I closed the magazine, but could not stop thinking about the suitcase. A suitcase is something that gets banged around. It sits out in the rain and snow on airport runways. Baggage handlers toss it roughly onto conveyer belts. Sometimes it gets lost on flights.
Why would anyone pay $27,100 for a suitcase?
Weighty and important matters dominated the news. But there it was, always in the back of my mind: the suitcase, and the parallel world of wealth it represented.
Over the holidays, I was in New York City. One morning I walked to the Herms store at the corner of 62nd Street and Madison Avenue. I took a deep breath and walked in.
"May I help you?" a clerk asked.
"I'd like to see the $27,000 suitcase," I said. (I shaved $100 off the price; the phrase sounded smoother that way.)
"Which bag specifically?" she said.
"You have more than one that costs that much?" I said.
"There was one that cost $200,000," she said. "It featured diamonds."
"Why would someone spend that kind of money on a suitcase?" I said.
"Hand-stitching," she said. "Sometimes exotic material." She looked around, as if to be certain no one was listening, then half-whispered: "I use my Samsonite."

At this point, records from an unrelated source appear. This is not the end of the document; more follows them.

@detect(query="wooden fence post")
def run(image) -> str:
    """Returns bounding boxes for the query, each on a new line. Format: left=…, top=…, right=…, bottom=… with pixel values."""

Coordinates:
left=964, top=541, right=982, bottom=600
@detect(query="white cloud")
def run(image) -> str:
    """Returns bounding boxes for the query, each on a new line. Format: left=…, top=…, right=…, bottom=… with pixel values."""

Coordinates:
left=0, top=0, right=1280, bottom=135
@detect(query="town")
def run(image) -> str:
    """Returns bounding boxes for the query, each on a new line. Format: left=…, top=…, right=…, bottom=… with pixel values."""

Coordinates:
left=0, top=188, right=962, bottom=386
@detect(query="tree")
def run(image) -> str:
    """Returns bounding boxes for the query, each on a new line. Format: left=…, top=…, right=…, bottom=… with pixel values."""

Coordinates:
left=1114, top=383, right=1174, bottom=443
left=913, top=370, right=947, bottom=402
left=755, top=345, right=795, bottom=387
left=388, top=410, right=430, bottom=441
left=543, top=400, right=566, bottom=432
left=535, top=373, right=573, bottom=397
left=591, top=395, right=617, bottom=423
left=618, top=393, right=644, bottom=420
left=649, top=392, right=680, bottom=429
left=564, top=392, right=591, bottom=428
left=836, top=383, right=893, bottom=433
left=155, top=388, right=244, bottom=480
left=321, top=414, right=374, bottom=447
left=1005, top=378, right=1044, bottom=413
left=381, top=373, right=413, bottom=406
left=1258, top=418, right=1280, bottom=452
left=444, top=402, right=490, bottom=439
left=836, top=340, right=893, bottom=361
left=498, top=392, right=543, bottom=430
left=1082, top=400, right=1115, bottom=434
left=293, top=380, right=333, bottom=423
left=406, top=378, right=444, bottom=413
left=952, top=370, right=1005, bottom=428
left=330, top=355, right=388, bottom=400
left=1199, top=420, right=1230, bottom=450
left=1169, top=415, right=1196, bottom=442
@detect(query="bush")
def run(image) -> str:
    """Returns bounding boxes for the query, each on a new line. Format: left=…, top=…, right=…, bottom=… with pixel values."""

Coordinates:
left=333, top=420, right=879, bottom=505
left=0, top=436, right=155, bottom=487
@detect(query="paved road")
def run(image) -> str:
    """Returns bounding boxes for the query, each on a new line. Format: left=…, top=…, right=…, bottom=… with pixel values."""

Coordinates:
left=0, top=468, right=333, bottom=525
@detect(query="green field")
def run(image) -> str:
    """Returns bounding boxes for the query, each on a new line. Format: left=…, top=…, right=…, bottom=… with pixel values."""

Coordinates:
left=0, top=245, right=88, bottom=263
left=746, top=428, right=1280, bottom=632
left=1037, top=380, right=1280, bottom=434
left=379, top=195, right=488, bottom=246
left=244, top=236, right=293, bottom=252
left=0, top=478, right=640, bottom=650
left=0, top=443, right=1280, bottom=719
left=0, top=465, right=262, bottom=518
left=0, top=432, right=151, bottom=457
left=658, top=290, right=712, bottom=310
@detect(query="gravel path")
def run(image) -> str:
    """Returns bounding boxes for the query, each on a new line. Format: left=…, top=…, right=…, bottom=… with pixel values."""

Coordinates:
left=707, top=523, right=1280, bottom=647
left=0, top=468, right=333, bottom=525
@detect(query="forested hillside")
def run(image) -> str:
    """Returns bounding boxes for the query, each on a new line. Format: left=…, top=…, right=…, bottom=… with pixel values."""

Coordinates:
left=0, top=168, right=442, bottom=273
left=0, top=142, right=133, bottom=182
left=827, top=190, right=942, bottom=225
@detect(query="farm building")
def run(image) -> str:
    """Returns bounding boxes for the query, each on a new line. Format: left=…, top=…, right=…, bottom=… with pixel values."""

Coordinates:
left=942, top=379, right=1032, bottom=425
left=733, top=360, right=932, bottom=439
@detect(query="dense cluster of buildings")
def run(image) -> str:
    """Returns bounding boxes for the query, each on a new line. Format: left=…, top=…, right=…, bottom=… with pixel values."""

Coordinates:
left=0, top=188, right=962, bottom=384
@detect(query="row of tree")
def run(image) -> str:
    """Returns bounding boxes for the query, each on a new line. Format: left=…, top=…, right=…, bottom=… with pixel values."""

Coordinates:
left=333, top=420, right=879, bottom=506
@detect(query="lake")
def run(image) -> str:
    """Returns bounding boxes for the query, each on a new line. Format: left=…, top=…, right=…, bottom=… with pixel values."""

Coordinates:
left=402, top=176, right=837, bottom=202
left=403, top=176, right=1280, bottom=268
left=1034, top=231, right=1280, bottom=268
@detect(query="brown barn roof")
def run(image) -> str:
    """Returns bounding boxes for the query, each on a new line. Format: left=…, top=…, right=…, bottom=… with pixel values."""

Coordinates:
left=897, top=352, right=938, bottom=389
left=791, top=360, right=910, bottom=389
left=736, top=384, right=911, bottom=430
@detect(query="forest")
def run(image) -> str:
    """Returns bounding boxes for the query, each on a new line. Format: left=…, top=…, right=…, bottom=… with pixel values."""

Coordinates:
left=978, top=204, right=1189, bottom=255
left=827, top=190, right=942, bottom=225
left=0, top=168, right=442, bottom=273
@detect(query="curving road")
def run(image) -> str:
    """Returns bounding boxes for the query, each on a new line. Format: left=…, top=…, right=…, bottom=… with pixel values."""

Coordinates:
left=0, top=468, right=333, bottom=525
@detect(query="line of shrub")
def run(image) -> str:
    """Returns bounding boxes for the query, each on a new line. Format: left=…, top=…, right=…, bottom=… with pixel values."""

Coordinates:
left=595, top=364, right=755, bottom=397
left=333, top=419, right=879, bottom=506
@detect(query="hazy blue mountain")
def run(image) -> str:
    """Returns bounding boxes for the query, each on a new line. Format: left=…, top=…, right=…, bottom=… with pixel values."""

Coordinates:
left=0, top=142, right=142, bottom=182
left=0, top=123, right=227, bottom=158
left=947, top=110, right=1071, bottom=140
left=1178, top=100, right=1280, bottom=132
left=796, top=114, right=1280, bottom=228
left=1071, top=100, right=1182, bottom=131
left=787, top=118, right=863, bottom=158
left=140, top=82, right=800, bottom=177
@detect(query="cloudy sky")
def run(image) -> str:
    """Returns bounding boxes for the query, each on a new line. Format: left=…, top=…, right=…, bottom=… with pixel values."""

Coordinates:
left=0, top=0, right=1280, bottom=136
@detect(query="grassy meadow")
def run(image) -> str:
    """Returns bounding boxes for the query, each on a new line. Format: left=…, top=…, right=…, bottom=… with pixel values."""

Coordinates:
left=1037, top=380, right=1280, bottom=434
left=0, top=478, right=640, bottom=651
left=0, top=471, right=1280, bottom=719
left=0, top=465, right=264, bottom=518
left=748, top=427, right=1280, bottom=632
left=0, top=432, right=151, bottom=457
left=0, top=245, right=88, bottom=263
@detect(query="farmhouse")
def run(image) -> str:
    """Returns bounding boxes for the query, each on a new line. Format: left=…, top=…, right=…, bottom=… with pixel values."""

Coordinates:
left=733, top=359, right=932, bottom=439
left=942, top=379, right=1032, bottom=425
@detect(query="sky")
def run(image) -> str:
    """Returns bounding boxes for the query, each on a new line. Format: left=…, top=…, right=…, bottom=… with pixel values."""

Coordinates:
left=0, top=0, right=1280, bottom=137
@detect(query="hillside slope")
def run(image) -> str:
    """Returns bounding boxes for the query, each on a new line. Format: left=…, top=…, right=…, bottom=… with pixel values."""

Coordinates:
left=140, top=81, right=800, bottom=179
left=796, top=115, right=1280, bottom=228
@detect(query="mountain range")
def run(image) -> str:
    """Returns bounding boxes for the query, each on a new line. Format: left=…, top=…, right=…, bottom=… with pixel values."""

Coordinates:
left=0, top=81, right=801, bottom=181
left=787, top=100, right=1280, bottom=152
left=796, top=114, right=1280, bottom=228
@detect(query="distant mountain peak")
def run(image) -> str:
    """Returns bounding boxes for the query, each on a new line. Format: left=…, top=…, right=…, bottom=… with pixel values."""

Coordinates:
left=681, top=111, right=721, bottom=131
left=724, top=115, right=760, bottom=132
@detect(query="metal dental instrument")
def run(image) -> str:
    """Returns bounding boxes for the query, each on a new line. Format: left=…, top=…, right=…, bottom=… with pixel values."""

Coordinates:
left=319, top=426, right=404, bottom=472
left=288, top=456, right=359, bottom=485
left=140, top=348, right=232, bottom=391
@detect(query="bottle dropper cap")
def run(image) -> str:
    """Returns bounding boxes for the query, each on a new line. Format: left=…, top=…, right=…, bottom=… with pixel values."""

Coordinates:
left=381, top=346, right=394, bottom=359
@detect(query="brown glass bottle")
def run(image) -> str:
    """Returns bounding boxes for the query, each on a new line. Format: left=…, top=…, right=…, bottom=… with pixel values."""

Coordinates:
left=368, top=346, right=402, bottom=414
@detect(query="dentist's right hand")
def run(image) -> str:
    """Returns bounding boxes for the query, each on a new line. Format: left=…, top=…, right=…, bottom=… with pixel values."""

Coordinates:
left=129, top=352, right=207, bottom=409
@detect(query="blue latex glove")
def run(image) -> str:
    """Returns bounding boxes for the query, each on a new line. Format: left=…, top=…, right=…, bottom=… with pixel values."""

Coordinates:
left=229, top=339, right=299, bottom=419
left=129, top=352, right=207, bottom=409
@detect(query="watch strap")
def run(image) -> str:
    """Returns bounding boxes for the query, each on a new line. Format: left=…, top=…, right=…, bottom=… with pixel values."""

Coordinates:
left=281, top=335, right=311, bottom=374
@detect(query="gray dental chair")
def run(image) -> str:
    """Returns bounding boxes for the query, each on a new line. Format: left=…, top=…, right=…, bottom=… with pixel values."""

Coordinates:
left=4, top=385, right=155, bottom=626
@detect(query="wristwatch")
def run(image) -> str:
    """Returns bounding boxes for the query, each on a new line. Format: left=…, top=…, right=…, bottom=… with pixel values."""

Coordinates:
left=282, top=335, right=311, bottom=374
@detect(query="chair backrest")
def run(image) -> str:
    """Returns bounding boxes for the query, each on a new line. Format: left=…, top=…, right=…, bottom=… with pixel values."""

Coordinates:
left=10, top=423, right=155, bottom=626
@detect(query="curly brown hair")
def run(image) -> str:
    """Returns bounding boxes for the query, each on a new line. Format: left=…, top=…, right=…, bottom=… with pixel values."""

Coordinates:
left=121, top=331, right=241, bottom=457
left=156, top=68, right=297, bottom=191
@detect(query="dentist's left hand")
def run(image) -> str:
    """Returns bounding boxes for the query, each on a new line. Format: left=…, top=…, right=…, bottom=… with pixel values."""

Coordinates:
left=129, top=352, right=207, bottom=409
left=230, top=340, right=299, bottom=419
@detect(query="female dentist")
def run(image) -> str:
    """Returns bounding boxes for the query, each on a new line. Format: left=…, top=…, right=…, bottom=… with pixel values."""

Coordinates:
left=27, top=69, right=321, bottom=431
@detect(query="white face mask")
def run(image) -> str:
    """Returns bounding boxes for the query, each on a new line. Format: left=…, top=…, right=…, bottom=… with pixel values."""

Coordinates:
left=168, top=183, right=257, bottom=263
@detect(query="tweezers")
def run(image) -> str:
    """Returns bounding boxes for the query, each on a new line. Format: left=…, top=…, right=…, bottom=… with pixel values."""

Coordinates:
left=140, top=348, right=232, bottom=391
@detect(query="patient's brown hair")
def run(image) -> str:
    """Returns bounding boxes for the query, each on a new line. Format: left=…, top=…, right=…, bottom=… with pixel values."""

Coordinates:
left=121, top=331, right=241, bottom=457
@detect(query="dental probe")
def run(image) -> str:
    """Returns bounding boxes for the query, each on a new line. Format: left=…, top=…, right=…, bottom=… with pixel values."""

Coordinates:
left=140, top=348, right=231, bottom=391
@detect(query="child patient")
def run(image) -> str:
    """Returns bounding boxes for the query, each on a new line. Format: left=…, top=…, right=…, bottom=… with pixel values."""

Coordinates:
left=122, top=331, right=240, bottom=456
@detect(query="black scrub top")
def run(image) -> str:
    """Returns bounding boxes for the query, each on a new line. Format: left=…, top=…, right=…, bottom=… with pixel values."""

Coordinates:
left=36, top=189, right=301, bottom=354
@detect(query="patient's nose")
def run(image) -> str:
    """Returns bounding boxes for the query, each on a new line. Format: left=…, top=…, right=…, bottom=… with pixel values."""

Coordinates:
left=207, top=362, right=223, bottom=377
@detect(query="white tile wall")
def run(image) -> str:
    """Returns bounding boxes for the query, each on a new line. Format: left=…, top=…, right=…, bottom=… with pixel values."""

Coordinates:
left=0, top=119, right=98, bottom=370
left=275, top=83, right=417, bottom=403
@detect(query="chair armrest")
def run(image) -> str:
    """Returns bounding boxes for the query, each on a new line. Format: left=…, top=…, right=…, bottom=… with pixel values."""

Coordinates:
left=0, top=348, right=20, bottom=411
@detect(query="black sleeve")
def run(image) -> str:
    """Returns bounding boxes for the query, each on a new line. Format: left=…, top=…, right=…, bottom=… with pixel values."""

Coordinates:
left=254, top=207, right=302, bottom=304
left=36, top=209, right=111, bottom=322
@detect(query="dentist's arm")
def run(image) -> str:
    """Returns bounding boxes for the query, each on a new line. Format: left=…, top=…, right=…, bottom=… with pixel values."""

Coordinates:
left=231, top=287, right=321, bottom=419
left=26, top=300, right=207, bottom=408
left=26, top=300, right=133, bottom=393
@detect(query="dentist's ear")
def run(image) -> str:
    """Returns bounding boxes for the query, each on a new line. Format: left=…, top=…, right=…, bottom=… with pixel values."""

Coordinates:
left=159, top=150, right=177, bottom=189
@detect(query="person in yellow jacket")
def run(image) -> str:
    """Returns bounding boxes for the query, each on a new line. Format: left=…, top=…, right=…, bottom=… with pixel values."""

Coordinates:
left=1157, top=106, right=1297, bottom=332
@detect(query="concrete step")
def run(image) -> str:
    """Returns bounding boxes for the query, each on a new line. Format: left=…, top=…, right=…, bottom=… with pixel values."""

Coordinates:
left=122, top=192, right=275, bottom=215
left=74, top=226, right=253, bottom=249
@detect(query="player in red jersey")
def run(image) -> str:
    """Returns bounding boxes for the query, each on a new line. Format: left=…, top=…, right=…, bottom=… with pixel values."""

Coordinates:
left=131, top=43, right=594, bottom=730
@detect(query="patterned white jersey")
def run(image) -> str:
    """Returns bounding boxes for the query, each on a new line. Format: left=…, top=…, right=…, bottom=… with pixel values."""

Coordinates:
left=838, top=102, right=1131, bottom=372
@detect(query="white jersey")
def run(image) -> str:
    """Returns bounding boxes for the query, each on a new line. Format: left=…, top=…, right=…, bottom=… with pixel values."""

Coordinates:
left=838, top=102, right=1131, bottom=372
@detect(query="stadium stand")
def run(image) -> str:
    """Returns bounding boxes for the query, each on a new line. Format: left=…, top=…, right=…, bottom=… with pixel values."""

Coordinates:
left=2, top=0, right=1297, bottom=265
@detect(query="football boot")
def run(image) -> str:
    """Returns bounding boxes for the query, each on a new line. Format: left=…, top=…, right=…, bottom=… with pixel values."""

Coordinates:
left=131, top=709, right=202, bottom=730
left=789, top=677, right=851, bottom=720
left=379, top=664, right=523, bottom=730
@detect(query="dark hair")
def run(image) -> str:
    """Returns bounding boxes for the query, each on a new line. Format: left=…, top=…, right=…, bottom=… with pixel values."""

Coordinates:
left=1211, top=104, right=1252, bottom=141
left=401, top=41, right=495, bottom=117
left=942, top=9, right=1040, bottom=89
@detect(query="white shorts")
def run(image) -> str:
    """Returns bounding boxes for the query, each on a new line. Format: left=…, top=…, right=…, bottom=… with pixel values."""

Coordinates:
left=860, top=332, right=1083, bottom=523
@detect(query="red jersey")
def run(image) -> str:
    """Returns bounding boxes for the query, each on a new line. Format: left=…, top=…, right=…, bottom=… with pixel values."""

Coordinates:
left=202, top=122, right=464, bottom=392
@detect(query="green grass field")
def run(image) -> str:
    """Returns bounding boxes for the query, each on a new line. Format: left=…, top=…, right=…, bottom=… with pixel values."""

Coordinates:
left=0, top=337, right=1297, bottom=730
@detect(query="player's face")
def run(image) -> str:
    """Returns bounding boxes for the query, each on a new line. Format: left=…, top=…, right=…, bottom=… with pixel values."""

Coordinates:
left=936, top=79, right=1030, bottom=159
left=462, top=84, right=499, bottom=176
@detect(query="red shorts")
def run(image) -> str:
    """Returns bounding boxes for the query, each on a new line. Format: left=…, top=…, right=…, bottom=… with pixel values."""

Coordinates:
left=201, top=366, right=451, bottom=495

She said that the $27,100 suitcase was not, on that day, on floor display. I left New York, still mulling: How could a person take such a suitcase on a trip? It would be like putting a baggage tag on $27,100 in cash.
At Midway Airport in Chicago, I went in the slush and slop to Southwest Airlines' curbside baggage-check area to commiserate with my baggage-handler friends there. I told them the story.
I would like to report their response, but it was so cold outside, and they were so bundled up head to toe, that all I could discern was their muffled laughter.
In recent days I was in southwest Florida again. This time I went to the Herms store there, in the elegant Waterside Shops outdoor mall.
"I'm interested in the $27,000 suitcase," I said to the first clerk I saw.
She absolutely beamed, and I immediately realized she had mistaken my intentions.
"No," I said. "No. I don't want to buy it."
The wattage of her smiled dimmed a bit. She said I would have to give her more information about the product; she said some specially made Herms bags sold for $40,000 or $50,000. "The people who pay that much for a bag usually fly on jets," she said.
"Most people fly on jets," I said.
She gave me a don't-be-dense look.
"Oh," I said, surmising that, in these circles, "jets" was a synonym for "private jets."
Back in my hotel room, I called Herms' U.S. corporate headquarters.
There, a spokeswoman, Bernice Kwok-Gabel, said that for many customers, only the best that money can buy will do. "They want the finest," she said. "No compromises." She said that for people who might spend $27,000 on a work of art, $27,000 for a suitcase is not excessive. "If they want it, the price is not a big concern."
She said that the $27,100 Hector suitcase is actually a twinned piece of luggage: two compartments carried by a single handle. For a customer on a tight budget, a single Hector compartment can be bought by itself.
For $14,000.
I ended my quest where it began: at Gulfshore Life magazine, where I had seen the original mention. I called the editor-in-chief, David Sendler, to ask if he thought his readers had greeted the item about the suitcase with a shake of the head.
"Some probably did," he said. "But I'm sure there were others who saw it and thought: 'I'd like to have that bag.' We have a very high-demographic readership."
I will leave you with this thought. At that Herms store in New York, I asked the clerk why someone would pay so much for a suitcase that would inevitably get scuffed and scratched in transit.
"Some people buy metal cases in which to enclose their suitcases," she said.
She saw the disbelief in my eyes, smiled, and said: "They buy suitcases for their suitcases."
The opinions expressed in this commentary are solely those of Bob Greene.